The concept of fate/choice also turns up in Act III (of course!) and Guildenstern says "Where we went wrong was getting on a boat. We can move, of course, change direction, rattle about, but our movement is contained within a larger one that carries us along as inexorably as the wind and current..." Here, the ideas of fate and choice are viewed together, as intertwining in the big picture whereas in the rest of the book, they were considered as individual options and alternated but not put together. Guildenstern here says that choice is encompassed in the larger scheme of fate. There is choice only within what fate has determined. Also, I think the wind is a sort-of motif, appearing here again after several previous apprearnces in the text including Hamlet's statement that "when the wind is southerly, [he] know[s] a hawk from a handsaw". Perhaps the wind is a symbol of fate, that Hamlet's sanity depended on the direction of the wind (which he had no power to change), just as Rosencrantz and Guildenstern have no power to change the direction in which the wind blows their boat.
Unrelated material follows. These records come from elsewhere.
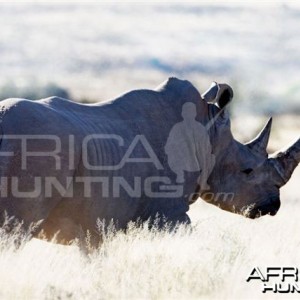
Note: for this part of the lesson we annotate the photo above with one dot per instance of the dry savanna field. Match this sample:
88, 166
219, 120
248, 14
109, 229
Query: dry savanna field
211, 260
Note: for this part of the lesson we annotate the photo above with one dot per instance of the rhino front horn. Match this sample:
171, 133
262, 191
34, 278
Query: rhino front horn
285, 161
260, 143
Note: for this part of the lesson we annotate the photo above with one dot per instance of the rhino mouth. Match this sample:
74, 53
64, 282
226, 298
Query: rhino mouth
268, 208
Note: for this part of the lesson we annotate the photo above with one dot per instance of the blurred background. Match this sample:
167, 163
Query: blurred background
95, 51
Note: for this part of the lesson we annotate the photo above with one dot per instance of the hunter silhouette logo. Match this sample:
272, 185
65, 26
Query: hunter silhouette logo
184, 152
277, 279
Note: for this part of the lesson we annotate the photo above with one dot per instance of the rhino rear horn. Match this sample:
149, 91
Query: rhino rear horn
219, 93
285, 161
260, 143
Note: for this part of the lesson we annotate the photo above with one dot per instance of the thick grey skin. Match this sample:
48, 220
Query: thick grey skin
146, 112
151, 113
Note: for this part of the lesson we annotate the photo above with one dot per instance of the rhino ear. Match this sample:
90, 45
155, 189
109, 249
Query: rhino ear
260, 143
218, 93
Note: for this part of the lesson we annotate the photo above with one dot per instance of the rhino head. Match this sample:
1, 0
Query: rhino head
245, 179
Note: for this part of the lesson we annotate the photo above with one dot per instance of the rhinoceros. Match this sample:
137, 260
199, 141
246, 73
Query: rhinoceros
146, 155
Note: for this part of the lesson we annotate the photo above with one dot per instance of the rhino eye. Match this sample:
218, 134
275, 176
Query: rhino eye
247, 171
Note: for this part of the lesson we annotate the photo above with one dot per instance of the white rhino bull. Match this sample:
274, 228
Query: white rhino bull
147, 154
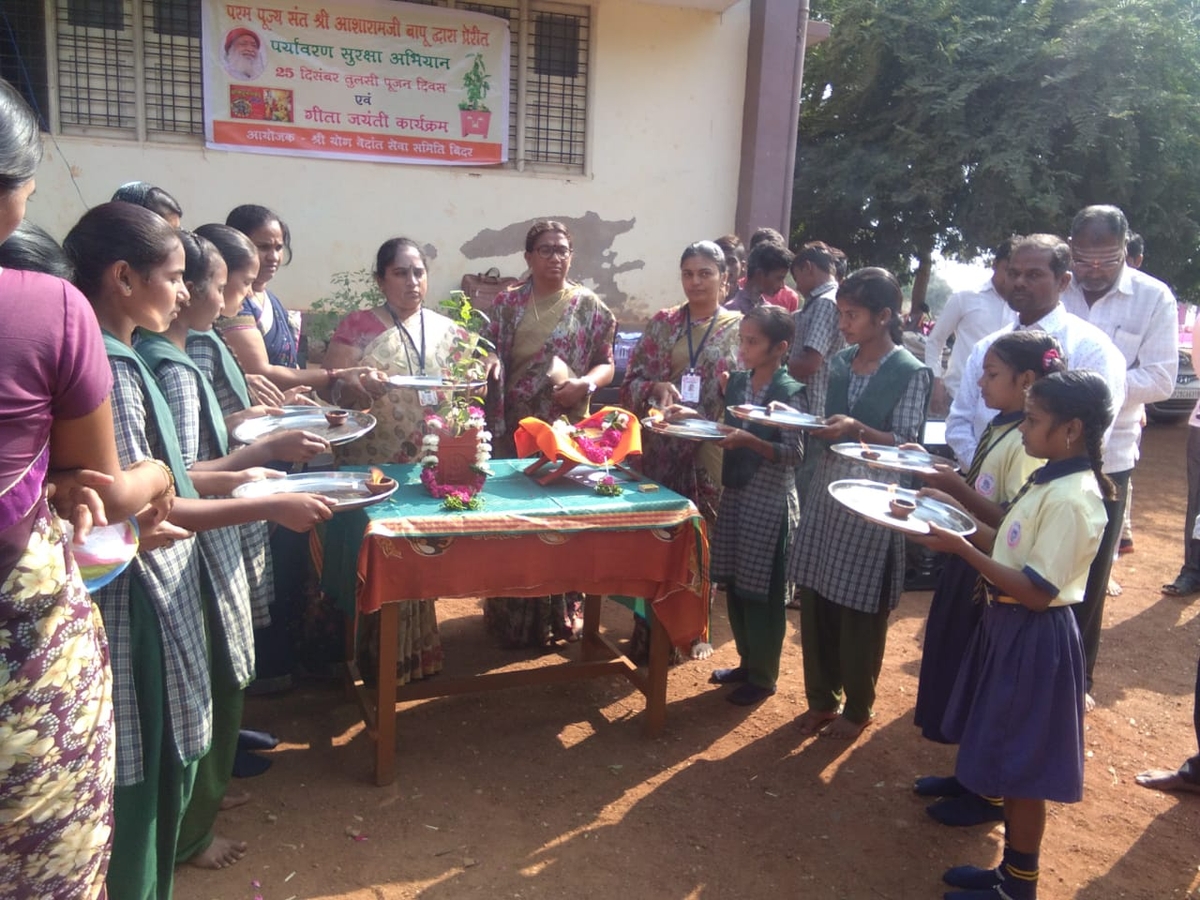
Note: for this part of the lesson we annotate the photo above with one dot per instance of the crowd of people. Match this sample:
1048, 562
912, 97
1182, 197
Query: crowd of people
132, 351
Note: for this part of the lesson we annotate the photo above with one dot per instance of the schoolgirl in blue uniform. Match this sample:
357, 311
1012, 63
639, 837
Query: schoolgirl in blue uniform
1018, 705
999, 471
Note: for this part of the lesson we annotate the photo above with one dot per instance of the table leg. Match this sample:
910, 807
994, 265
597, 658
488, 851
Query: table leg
657, 687
385, 695
589, 646
351, 654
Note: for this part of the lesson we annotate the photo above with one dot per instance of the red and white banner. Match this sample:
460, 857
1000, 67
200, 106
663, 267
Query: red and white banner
369, 79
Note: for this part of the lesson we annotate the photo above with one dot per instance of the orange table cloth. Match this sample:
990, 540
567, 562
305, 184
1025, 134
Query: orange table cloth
529, 540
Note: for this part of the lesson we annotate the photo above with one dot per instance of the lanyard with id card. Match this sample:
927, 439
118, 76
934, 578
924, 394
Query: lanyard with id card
690, 382
425, 397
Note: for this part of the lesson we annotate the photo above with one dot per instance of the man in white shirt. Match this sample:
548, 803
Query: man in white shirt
1038, 271
969, 316
1138, 312
817, 337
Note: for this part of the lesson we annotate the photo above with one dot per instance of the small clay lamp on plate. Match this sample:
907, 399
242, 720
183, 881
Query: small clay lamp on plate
378, 483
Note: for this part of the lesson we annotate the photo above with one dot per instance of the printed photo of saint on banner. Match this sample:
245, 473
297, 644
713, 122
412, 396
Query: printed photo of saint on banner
369, 79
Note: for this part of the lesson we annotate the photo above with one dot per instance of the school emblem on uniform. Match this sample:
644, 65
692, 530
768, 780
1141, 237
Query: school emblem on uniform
1014, 534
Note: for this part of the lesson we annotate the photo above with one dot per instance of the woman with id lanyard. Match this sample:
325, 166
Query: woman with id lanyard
684, 357
401, 337
553, 349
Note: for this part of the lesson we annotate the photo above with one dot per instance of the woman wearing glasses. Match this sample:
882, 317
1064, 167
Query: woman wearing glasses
685, 355
553, 348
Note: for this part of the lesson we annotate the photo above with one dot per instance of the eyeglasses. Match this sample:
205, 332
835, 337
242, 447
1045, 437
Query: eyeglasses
1087, 261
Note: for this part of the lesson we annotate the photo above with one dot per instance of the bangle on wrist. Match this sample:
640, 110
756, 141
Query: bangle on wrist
166, 472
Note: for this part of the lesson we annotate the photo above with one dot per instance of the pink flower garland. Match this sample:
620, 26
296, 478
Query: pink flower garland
599, 450
461, 493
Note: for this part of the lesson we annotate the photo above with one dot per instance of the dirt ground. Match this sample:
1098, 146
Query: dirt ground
555, 792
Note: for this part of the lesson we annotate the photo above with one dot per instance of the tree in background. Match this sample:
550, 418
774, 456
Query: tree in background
952, 124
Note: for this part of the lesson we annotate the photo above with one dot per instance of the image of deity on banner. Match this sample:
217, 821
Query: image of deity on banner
244, 57
267, 105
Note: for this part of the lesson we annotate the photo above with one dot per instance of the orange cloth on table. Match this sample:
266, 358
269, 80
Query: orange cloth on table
534, 436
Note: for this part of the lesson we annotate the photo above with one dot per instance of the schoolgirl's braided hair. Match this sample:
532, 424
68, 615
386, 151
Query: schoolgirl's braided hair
876, 289
1030, 352
1084, 395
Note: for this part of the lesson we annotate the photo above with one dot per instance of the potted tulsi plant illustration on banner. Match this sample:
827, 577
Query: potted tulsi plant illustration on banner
477, 118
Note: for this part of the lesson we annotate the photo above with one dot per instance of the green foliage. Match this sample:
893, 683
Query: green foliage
477, 82
952, 124
469, 354
351, 292
936, 294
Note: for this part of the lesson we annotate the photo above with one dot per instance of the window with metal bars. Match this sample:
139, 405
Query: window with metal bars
100, 90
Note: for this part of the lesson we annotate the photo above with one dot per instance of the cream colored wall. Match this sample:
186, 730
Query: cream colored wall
666, 94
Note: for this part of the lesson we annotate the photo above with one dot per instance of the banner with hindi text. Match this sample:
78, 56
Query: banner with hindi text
357, 79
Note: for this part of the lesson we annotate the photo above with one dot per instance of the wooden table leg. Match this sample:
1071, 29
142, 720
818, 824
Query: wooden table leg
385, 695
588, 642
660, 660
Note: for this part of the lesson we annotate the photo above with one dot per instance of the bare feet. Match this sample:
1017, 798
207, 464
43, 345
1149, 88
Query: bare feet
222, 852
843, 729
1165, 780
811, 721
234, 798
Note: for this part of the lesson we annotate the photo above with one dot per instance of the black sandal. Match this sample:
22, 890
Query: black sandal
1183, 586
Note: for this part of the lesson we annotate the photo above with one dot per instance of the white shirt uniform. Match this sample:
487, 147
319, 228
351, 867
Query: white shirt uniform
1140, 317
1085, 346
970, 316
1051, 533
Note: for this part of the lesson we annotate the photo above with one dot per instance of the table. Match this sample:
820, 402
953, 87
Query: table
529, 540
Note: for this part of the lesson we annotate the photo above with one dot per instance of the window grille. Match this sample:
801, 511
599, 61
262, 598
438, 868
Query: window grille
171, 37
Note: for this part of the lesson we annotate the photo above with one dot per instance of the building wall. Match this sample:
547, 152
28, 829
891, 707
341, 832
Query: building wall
666, 114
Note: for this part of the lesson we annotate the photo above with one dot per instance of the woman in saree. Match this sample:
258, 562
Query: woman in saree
553, 349
685, 355
400, 337
55, 681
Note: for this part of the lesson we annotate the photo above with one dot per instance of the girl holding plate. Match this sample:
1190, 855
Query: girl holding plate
400, 337
850, 571
553, 349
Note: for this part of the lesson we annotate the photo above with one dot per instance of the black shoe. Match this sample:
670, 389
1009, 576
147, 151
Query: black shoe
964, 811
939, 786
748, 694
250, 739
729, 676
247, 765
972, 877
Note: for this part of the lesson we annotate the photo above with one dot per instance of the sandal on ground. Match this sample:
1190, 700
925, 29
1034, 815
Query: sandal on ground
1165, 780
730, 676
1183, 586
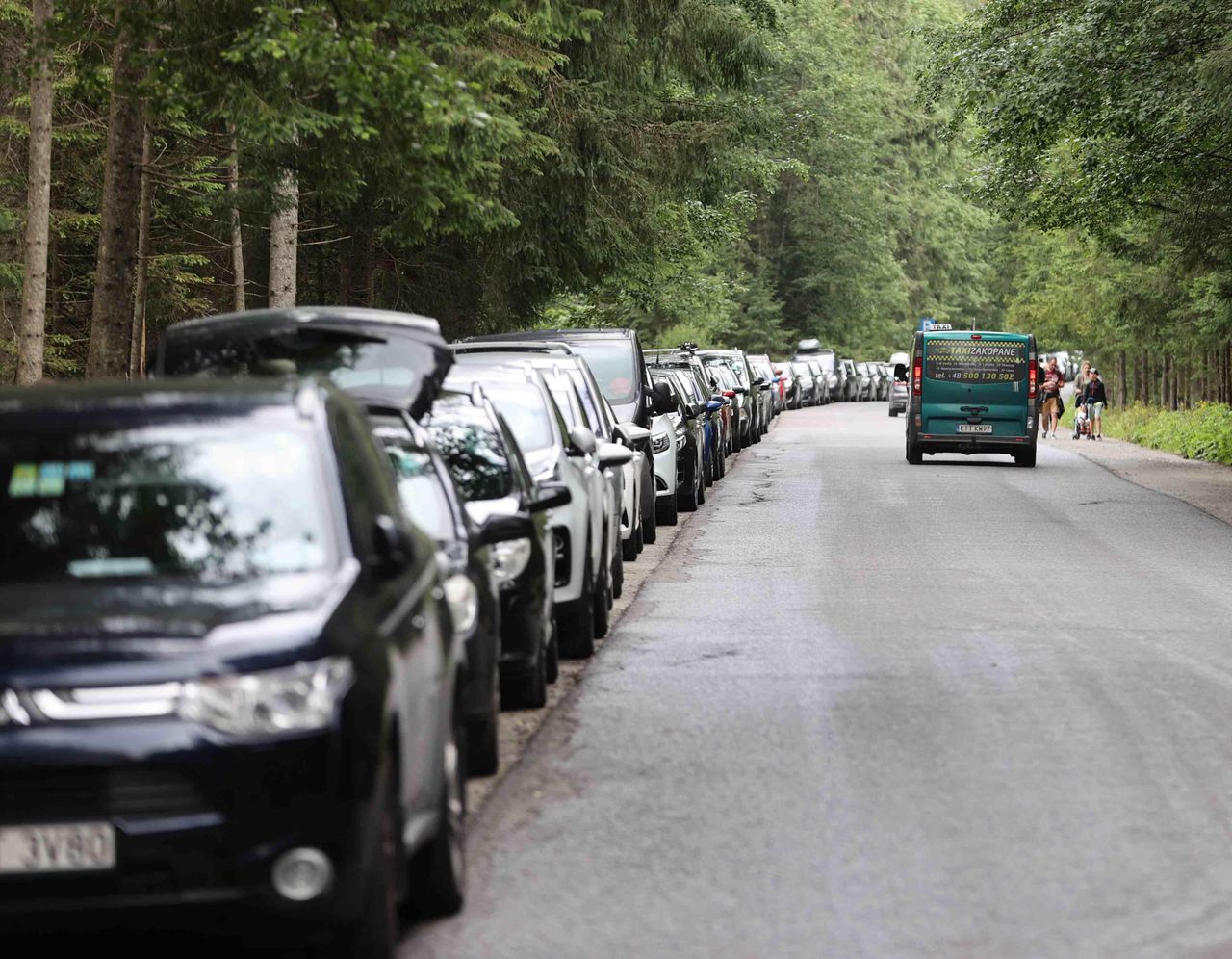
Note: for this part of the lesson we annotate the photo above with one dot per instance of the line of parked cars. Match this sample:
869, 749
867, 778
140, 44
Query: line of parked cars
259, 615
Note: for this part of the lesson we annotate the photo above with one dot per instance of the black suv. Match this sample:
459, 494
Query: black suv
227, 668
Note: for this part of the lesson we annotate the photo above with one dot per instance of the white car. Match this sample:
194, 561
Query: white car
553, 450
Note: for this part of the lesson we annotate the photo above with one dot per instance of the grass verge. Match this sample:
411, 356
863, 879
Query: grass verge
1202, 432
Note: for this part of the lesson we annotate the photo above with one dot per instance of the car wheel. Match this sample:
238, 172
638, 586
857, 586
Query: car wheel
552, 661
373, 935
603, 603
687, 498
665, 511
577, 630
438, 871
619, 572
483, 736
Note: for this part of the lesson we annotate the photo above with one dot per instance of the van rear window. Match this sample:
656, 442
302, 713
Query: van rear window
975, 361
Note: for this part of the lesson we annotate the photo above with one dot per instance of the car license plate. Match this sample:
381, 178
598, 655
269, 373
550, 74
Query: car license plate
80, 847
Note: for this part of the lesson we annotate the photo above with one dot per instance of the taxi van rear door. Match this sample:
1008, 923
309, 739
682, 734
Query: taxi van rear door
975, 385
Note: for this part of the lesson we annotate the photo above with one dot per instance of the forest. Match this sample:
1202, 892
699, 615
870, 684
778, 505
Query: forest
738, 172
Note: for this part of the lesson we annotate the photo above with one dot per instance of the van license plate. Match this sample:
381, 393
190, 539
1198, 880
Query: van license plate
82, 847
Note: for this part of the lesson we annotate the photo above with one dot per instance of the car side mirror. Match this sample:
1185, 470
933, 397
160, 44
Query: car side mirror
612, 454
550, 496
501, 529
391, 545
583, 441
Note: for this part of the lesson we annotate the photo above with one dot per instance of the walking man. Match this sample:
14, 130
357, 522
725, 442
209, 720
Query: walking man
1094, 397
1051, 394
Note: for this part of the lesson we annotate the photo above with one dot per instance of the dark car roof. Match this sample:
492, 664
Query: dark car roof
555, 334
93, 402
254, 324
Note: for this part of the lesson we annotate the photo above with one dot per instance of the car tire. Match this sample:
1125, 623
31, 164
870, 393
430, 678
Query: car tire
617, 562
577, 630
552, 662
436, 873
483, 738
374, 932
665, 511
603, 604
687, 498
530, 691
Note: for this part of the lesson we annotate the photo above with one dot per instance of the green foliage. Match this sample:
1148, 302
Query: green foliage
1201, 432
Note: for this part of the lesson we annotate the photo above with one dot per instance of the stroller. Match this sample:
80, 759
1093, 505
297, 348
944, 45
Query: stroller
1082, 423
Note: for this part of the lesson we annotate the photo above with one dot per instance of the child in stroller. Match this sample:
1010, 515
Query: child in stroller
1082, 422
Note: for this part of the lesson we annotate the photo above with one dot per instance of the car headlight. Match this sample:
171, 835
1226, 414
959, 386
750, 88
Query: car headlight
509, 558
302, 698
463, 602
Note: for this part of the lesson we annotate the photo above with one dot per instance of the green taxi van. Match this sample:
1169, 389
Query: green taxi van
972, 392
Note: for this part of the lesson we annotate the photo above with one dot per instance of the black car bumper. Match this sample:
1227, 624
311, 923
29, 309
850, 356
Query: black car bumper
196, 823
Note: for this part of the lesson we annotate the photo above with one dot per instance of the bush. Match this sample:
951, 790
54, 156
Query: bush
1201, 432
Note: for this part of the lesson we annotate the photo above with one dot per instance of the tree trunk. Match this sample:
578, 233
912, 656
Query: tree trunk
285, 241
1121, 382
113, 313
137, 346
239, 301
32, 325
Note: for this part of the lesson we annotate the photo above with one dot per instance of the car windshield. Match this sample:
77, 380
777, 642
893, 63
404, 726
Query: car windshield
612, 365
525, 412
421, 489
190, 501
475, 454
Toward the end of the play, but not yet in the end, the Player says "Life is a gamble", going along with the idea that everything is a game. However, when Guildenstern realizes that they are about to die, he says "death is not a game which will soon be over...Death is not anything...death is not...It's the absence of presence, nothing more". I interpret this to mean that, perhaps life is a game, meant to be figured out and pondered and played, but death is not. Death is just the unfinished, unresolved conclusion. The "game" meant nothing because it inevitably just disappears in the end and nothing has been figured out.